Comme je travaille au noir, je n’ai pas de fiches de paye ni de contrat. Pour avoir des papiers avec le travail, ce n’est pas possible pour moi. Je ne pense pas prendre ma retraite ici, si j’arrive à m’en sortir, je rentre au Mali et je fais des projets là-bas avec mon frère. La vie ce n’est pas que l’argent, si tu n’as pas de projets tu peux tout perdre.

Le climat politique est plutôt tendu en France sur l’immigration. Beaucoup de politiques sont totalement décomplexés sur ces sujets. Qu’est ce que tu penses des discours anti-immigrés ?

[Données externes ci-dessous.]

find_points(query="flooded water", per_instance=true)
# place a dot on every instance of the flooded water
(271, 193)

Aujourd’hui en France, pour les immigrés ce n’est pas facile de vivre. Pour la plupart, nos parents ont fait toute leur vie ici. Mon père est là depuis 1963, Macron n’était même pas né ! Il m’a expliqué avant de venir, qu’aucun immigré ne sait que la France est comme ça. Marine Le Pen, elle peut parler comme elle veut, nous de toute façon on vote pas pour le président. Celui qui dit la vérité, il ne sera jamais président. Pour être président, il faut être à moitié : un peu gentil, un peu méchant, comme Macron. Mais il faut être anti-immigrés. Si tu dis « je n’aime pas les immigrés » ou « je vais expulser les immigrés », les gens ils vont voter pour toi. Alors que pour nous virer ça va être du travail hein. 

Merci Bakary*, prénom modifié pour garantir son anonymat et sa sécurité.